Regarding “Lucy” going on tour, PZ writes the following;
Just a thought, but the creationists have got it all wrong. They think we worship Charles Darwin, but actually, if there are any objects of reverence among evolutionary biologists, it would be the evidence — the bones of Lucy, of Archaeopteryx, of Tiktaalik, the little trilobite in shale that I keep by my hand at my office desk.

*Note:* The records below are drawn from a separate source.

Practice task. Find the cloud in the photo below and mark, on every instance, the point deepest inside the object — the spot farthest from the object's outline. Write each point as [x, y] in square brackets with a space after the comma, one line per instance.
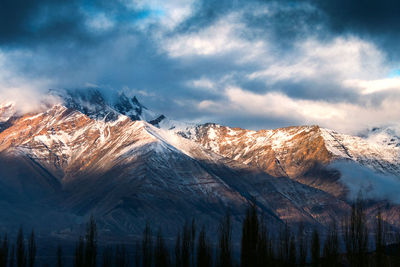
[342, 116]
[207, 58]
[372, 185]
[374, 86]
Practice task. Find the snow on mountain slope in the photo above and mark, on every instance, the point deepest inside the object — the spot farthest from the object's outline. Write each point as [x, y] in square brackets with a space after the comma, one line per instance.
[373, 152]
[119, 160]
[126, 171]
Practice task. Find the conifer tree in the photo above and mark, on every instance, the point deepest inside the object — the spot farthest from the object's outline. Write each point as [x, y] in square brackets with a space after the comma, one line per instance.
[20, 249]
[31, 249]
[138, 259]
[193, 241]
[107, 257]
[264, 255]
[292, 252]
[60, 259]
[315, 249]
[4, 251]
[284, 243]
[121, 256]
[204, 256]
[250, 237]
[356, 234]
[303, 245]
[178, 254]
[380, 240]
[91, 243]
[224, 252]
[331, 247]
[161, 255]
[186, 245]
[147, 246]
[12, 256]
[79, 258]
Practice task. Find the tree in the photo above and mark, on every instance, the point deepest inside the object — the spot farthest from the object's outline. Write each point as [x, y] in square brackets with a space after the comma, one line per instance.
[186, 245]
[12, 256]
[303, 245]
[107, 257]
[264, 245]
[161, 255]
[178, 257]
[138, 259]
[250, 237]
[91, 243]
[356, 234]
[121, 256]
[331, 247]
[60, 260]
[147, 246]
[4, 251]
[380, 240]
[292, 252]
[284, 243]
[204, 257]
[224, 258]
[31, 249]
[315, 249]
[79, 258]
[20, 249]
[193, 240]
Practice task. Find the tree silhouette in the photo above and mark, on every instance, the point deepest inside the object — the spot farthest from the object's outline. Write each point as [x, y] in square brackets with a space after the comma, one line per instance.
[315, 249]
[60, 259]
[121, 256]
[107, 257]
[224, 252]
[331, 247]
[161, 255]
[380, 240]
[31, 249]
[79, 258]
[20, 249]
[250, 237]
[303, 245]
[178, 254]
[12, 256]
[147, 246]
[4, 251]
[356, 234]
[91, 243]
[204, 254]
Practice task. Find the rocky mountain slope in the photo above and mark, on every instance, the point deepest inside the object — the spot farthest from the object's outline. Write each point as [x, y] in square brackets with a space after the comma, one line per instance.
[126, 165]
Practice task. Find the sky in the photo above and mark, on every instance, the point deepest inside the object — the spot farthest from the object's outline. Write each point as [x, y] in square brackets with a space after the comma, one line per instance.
[251, 64]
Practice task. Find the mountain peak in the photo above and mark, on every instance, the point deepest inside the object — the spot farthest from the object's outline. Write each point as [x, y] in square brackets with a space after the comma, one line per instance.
[93, 103]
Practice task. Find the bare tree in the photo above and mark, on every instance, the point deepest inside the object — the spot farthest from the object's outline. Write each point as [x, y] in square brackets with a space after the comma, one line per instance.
[356, 234]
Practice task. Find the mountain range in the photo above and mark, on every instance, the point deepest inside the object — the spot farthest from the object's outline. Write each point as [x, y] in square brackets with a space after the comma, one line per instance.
[114, 158]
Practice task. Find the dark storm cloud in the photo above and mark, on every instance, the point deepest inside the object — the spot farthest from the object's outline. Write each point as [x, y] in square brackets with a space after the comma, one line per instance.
[377, 20]
[127, 45]
[26, 22]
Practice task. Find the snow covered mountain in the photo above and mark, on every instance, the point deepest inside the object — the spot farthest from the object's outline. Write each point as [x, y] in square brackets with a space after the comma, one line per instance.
[116, 159]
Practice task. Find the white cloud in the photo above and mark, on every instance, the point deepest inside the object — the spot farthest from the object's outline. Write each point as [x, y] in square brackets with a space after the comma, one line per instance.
[341, 116]
[372, 185]
[168, 13]
[374, 86]
[26, 94]
[100, 22]
[221, 38]
[339, 59]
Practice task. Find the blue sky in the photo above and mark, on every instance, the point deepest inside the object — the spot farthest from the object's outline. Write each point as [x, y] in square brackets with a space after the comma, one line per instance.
[252, 64]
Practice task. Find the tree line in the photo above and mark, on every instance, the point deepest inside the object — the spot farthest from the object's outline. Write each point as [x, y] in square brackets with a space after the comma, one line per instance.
[349, 243]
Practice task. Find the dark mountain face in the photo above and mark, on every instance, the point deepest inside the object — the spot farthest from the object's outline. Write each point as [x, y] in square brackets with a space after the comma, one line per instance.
[89, 155]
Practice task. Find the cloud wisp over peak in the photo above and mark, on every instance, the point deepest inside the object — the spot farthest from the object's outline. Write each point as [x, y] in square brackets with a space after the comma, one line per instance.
[253, 64]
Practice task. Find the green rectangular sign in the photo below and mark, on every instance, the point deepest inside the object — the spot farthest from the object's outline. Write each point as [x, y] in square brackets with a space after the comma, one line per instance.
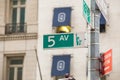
[86, 12]
[58, 40]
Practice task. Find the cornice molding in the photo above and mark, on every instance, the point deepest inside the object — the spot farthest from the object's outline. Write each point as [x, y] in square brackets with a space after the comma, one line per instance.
[26, 36]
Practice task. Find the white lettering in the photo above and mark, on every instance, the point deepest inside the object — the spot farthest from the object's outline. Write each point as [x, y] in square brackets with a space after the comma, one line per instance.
[64, 37]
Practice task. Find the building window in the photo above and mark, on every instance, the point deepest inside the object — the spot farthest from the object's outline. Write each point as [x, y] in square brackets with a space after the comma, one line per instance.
[15, 68]
[17, 19]
[102, 24]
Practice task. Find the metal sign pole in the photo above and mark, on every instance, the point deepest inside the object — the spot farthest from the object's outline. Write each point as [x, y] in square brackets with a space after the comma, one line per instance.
[94, 48]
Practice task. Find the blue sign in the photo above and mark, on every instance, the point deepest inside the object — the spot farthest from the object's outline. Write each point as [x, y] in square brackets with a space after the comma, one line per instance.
[62, 16]
[60, 65]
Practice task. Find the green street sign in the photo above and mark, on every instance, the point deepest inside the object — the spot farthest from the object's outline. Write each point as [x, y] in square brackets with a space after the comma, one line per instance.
[86, 12]
[58, 40]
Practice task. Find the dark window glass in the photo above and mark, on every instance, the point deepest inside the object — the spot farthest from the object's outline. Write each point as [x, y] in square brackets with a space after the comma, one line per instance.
[22, 2]
[16, 61]
[102, 24]
[19, 73]
[11, 73]
[14, 19]
[14, 2]
[22, 19]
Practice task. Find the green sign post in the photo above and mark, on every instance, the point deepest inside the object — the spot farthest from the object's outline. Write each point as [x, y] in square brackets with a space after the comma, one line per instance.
[58, 40]
[86, 12]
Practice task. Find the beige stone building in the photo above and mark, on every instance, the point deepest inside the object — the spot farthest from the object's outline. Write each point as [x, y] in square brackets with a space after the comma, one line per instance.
[18, 39]
[24, 25]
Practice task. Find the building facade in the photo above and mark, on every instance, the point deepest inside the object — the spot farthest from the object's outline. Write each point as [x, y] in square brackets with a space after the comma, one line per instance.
[28, 43]
[18, 39]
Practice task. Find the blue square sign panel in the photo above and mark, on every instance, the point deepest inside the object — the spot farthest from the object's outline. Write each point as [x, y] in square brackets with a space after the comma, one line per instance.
[62, 16]
[60, 65]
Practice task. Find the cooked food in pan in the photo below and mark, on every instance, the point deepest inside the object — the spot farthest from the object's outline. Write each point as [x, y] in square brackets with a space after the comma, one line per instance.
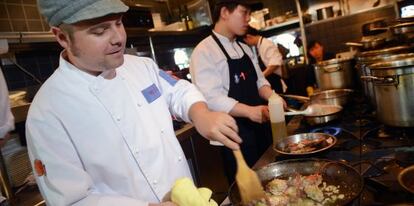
[300, 190]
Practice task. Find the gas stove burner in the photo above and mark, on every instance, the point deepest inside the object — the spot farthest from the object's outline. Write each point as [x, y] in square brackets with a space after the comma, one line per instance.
[383, 134]
[328, 130]
[362, 122]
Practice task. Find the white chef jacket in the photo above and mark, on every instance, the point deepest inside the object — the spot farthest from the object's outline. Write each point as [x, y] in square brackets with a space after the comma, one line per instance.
[6, 117]
[109, 142]
[270, 54]
[210, 71]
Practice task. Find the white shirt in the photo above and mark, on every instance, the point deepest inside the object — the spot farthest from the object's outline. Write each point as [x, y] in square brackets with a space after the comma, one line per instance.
[270, 54]
[210, 71]
[109, 142]
[6, 117]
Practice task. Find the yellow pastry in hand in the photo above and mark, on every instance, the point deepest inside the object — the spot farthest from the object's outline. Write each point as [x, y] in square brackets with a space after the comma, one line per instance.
[185, 193]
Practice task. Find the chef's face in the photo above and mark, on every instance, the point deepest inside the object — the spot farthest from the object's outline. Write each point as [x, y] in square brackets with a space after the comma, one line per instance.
[95, 45]
[238, 20]
[250, 40]
[317, 52]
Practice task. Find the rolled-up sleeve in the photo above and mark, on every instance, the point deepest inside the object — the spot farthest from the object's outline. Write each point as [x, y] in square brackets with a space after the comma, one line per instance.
[207, 75]
[180, 94]
[65, 181]
[6, 117]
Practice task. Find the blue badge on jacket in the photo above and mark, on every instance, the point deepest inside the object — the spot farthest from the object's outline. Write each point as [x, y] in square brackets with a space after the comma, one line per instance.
[167, 78]
[151, 93]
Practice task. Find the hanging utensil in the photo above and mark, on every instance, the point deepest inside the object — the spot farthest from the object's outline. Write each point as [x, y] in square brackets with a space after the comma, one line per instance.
[247, 180]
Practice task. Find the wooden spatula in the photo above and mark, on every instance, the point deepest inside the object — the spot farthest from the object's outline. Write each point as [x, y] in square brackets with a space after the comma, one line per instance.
[247, 180]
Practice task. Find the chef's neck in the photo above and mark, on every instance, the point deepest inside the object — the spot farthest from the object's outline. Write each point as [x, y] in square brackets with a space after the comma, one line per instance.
[223, 30]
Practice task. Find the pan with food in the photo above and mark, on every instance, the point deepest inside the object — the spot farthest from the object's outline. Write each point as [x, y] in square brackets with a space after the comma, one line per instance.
[305, 143]
[306, 181]
[321, 114]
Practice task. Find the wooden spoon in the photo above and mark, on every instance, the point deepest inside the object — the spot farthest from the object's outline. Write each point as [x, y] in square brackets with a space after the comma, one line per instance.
[250, 187]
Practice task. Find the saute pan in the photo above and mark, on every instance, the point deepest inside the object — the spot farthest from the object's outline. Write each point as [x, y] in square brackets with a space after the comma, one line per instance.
[333, 97]
[350, 182]
[322, 115]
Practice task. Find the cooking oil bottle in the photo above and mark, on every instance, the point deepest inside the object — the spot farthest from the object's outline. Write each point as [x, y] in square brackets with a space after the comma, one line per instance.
[277, 117]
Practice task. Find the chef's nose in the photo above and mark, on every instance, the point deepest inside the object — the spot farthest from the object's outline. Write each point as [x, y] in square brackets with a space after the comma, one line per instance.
[118, 35]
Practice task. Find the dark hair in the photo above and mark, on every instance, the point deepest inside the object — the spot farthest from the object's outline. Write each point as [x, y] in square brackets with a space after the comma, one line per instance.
[230, 5]
[252, 31]
[313, 44]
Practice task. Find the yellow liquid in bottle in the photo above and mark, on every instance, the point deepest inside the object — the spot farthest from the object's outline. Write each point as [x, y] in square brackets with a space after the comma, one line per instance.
[278, 131]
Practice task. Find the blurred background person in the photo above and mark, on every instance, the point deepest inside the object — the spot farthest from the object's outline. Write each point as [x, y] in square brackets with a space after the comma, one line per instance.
[269, 58]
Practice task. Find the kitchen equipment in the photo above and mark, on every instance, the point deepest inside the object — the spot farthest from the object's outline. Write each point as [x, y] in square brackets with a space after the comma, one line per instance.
[334, 74]
[324, 116]
[314, 142]
[402, 28]
[338, 97]
[333, 173]
[248, 182]
[311, 109]
[324, 13]
[406, 178]
[374, 27]
[394, 85]
[363, 70]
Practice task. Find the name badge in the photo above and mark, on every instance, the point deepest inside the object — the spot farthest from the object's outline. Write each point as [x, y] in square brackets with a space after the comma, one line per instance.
[151, 93]
[167, 78]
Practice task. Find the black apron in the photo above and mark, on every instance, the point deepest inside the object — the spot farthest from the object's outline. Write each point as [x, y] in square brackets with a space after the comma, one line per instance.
[273, 78]
[256, 137]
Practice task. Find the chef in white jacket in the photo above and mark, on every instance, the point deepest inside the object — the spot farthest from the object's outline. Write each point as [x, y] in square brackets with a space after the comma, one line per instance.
[99, 130]
[6, 117]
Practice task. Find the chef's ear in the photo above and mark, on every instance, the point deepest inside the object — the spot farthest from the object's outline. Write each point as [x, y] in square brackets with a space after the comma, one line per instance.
[224, 13]
[62, 37]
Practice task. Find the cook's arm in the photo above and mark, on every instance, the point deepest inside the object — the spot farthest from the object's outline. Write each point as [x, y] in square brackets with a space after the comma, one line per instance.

Some days I swear that if I hear the word “Darwinism” or “Darwinist” one more time I’m going to scream; Charles Darwin was an exceptionally smart and unusual man, but I do not keep a little shrine next to my bed with a copy of On the Origin of Species that I read passages from every night before going to bed or anything of that sort. If there is anything that I truly have come to love and cherish in terms of evolution, it has been seeing the various forms of life that attest to it. The Berlin Archaeopteryx specimen is finer than any work of art, an Amur tiger roaring on a cold February morning more impressive than any poem… there is simply no way for me to look at the various life on earth, past and present, and think that they are not united by ancient ancestry and divided by processes that continually provide new reasons for excitement.
Even if certain fossils or organisms lose their privileged status as ancestors to other forms (and especially to us), they are no less amazing or beautiful. They are all complete in their own time, never quite finished in geologic time, “endless forms most beautiful” without question. I hate to make the religious analogy, but if I had my own place of worship it would be the fourth floor of the American Museum of Natural History. While many of the original fossils have been replaced with sturdy fiberglass replicas, a number of the real skeletons are still on display, the bones of creatures long-gone towering over the heads of all. Walking amongst the monstrous and terrible forms, I can’t help but sport a smile; I am among giants otherwise separated from me by a gulf of over 65 million years. Their bones correspond to my bones; we may have missed each other by a long shot, but we share a relative that provided us both with a wonderful body plan that has been carried through the rise and fall of many an evolutionary dynasty.
While it was remodeled in the mid-1990’s and will likely undergo future changes and renovations, I will never forget my first visit to the great Dinosaur Halls, awkwardly craning my head back to get a full view of animals that my imagination could not have conceived on its own. Without this love, this amazement when confronted so forcefully with what evolution has produced, I would make a rather poor scientist indeed. Writing papers in the passive voice, making tentative qualifications about hypotheses, and spending hours pouring through technical articles may be important to the academic advancement and standardization of science, but without the inner desire to discover more about nature, what good is all that? Without at least some amount of childlike enthusiasm, how can we ever hope to continue our enterprise or even interest others in it? While paleontology is the most famous discipline in which adults are supposedly paid to act like children, I think the sometimes near-inexhaustible inquisitiveness is an important part of what makes any good scientists; without it, it’s all just another job.